At No Two Things, there’s more than meets the eye. Owners Di and Beth enlighten us on how they remain eco-friendly in their business practice.
From ‘Trash to Treasure’
A crafty emporium in the heart of Didcot, South Oxfordshire, this special little shop has a lot to offer.
You can expect a medley of treasures; from hand crafted and sewn goods, to turned wooden items and delicious-scented bath bombs and hand creams.
Run by mother and daughter team, Di Chesterman and Beth Revell, No Two Things began as a means of giving unique gifts at Christmas.
“A long time ago my whole family decided that we weren’t going to spend any money on Christmas; we were just going to make things and find things and [give] that as a present”, says Beth.
“From that, me and my mum made a little business called Trash to Treasure, where we’d recycle things and sell [them] at craft fairs.”
Di [left] and Beth [right] are equal directors for No Two Things
Beth and Di dreamed of having a permanent space to sell their handmade goods, and in October 2011 they opened the doors to No Two Things; a ground-floor shop offering unique artisan goods.
But this small, family run business isn’t just a crafty gift shop.
Since moving into a two-storey building last September, No Two Things has blossomed into Didcot’s very own craft hub, providing arts and crafts workshops for people of all shapes and sizes.
“We’ve got [a] dedicated sewing room where we do all the sewing workshops, a mini art studio and a messy craft room.
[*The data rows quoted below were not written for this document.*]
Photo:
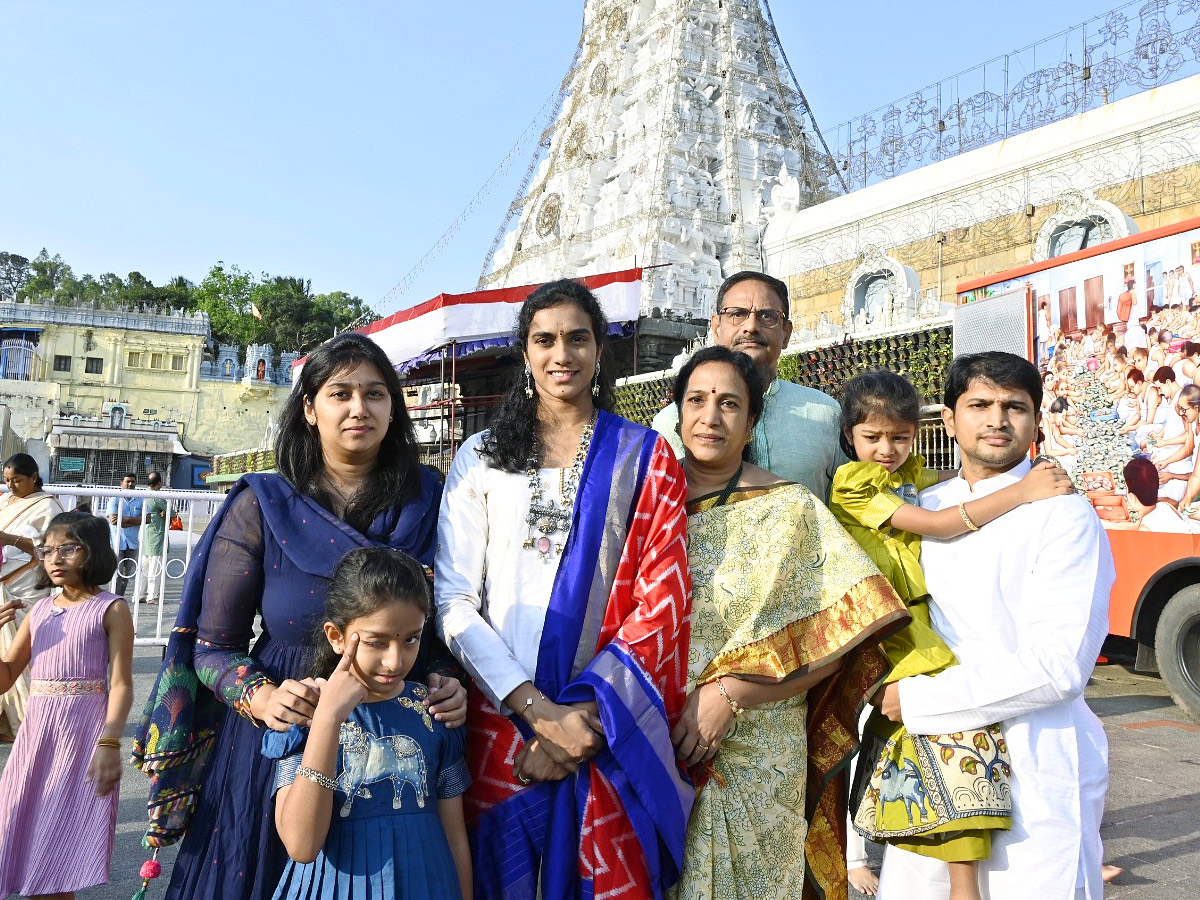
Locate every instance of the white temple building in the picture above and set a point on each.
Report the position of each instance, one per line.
(679, 135)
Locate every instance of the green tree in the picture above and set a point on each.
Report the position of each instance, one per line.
(47, 277)
(15, 274)
(225, 295)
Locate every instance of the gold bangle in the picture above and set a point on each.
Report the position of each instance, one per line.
(733, 705)
(966, 520)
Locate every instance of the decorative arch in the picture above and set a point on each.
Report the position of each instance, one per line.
(881, 292)
(1092, 220)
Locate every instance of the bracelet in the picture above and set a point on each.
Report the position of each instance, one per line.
(733, 705)
(525, 707)
(321, 779)
(966, 520)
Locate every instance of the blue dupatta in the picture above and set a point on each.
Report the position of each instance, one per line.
(587, 654)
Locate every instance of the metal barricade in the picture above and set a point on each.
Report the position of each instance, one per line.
(933, 442)
(157, 577)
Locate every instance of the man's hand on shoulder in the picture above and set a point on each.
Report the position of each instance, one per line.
(887, 700)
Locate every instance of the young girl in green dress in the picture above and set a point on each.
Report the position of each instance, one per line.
(939, 796)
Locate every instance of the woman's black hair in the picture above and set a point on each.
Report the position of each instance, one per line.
(298, 454)
(93, 533)
(876, 394)
(514, 437)
(365, 581)
(24, 465)
(742, 364)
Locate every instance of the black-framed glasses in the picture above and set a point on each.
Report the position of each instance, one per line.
(65, 551)
(738, 315)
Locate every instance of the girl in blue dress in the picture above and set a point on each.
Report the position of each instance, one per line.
(369, 801)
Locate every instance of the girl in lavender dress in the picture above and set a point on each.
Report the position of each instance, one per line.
(58, 795)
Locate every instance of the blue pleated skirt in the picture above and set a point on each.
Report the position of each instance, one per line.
(384, 857)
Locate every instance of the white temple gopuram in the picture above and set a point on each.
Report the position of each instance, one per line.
(678, 136)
We used to have to hire outside venues to fit everyone in sometimes, but now we can do it all in-house which is nice.”
(You can watch more on their big move in the video below)
Youngsters can enjoy pottery painting and deco-patching in their school holiday workshops, while older children can try their hand at sewing the likes of bags, broaches or even pin cushions.
“We try and keep all our workshops as affordable as possible and we run about two different workshops everyday in the holidays”, says Beth.
No Two Things also runs workshops for adults with learning disabilities and mental health conditions.
“[These sessions] tend to be slightly different because they come as part of a group”, says Beth, “….it’s less about the craft and more about distraction”.
“The charity, Mind, brings adults with mental health conditions and their sessions last for about two hours, so we tend to do something that can be finished within the two hour sessions that caters to both men and women and [different] abilities as well”, she continues.
Beth and Di are very environmentally oriented and try to follow that through in their business practice.
“Mainly we order [Carrier Bag Shop‘s] recycled paper carrier bags because the whole reason the business started was from an ethical ‘green’ stance with the recycling”, says Beth.
No Two Things have solely used Carrier Bag Shop for their bags and tissue paper since they first opened shop, after a recommendation from a friend.
“You deliver really quickly and usually everything that we want [is in] stock, so there’s no reason to go anywhere else”, says Beth.
They have even stayed ‘green’ while accommodating typical British weather, by using our biodegradable plastic carrier bags; “because sometimes it does rain”, Beth laughs.
Where would we be without Facebook?
No Two Things uses Facebook to promote a lot of their business, and believes that it’s very important to be active on social media.
Being a customer-facing business without a web-shop, it allows customers to view their stock and keep up with upcoming events.
“We can take pictures of a new display we’ve done and people will look at that picture on Facebook and message [us] saying ‘Ooh I love that tea-light holder, can you save me one? I’ll be in this afternoon'”, says Beth.
“We [also] put pictures up of workshops that we’ve done, so people get featured on our Facebook page and they can be proud of that.”
“When Facebook dies out I don’t know what’s going to happen”, she laughs.
When it comes to community, No Two Things goes the extra mile by donating bags to a local group which holds sales for baby items.
“We get the small recycled carrier bags and staple something on [them] with an offer to encourage people that get the goodie bags to come into the shop”, says Beth.
So they’re environmentally-friendly, they run craft workshops for their local community and they donate locally.
Like we said, at No Two Things, there’s more than meets the eye.
We’re so pleased that No Two Things have chosen Carrier Bag Shop for their packaging, and we love that we are able to do our part for a business that does so much for others.